About

The Digital Feminist Network brings together feminist and queer scholars in Canada to provide a strong public facing network of experts that mobilize our expertise and shared resources in order to counter the ongoing threats posed by technology-facilitated gender-based violence practices circulating between online spaces and our university campuses. As growing evidence makes clear, there are direct connections between online hate and acts of physical violence against marginalized communities, amplified by hate-fuelled disinformation campaigns from organized far right groups online. Racialized, gendered, and queer communities are predominantly targeted by TFGBV, which as an umbrella term includes online intimidation, hate speech, rape threats, death threats, and public doxxing campaigns.

The DigFemNet network presently includes four Ontario-based partner universities including the University of Waterloo, the University of Ottawa, York University and McMaster University. Through a series of practice-based research initiatives the network aims to jointly develop publicly accessible information around the relationship between technology-facilitated gender-based violence, or TFGBV, and its manifestations on our campuses, as well as how to counter it with actionable outcomes. The group’s combined expertise in practice-based research-creation methods, digital cultures and technologies and our shared scholarly commitment to intersectional forms of gender equity will help us collectively undertake this timely and necessary work. This nascent network offers a small-scale model that we hope to scale up to a national and then international network in the next decade.

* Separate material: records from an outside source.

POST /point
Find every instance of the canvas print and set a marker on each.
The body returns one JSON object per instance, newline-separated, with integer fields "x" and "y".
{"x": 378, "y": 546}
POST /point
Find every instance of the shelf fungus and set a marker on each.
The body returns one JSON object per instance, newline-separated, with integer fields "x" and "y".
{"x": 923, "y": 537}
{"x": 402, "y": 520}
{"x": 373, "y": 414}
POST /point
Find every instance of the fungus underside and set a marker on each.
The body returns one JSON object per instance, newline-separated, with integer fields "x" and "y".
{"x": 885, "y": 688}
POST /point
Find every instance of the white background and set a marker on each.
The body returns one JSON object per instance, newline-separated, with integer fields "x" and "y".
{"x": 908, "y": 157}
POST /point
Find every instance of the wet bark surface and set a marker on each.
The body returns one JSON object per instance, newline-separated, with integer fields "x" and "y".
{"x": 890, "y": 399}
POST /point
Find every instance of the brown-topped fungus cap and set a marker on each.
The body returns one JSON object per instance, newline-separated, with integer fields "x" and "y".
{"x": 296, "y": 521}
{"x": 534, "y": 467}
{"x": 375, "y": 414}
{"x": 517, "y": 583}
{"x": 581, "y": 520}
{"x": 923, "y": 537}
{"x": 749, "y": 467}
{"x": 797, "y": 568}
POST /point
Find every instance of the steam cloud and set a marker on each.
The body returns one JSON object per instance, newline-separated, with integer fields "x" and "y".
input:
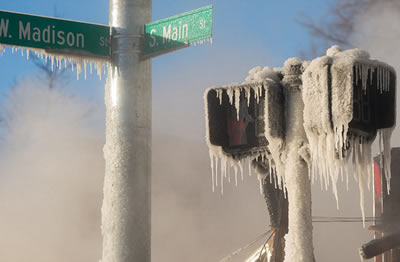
{"x": 52, "y": 170}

This multi-year project aims to study how gender-based hate operates online and in learning spaces by collecting oral and visual histories of women, non-binary, and femme presenting scholars and students surrounding their experiences of studying and speaking on feminist issues in public space. A variety of participant engagement activities will invite interested academics and activities in our campus communities to share through story, sound walks, and zine making. The information collected will be shared in a digital exhibition in 2025.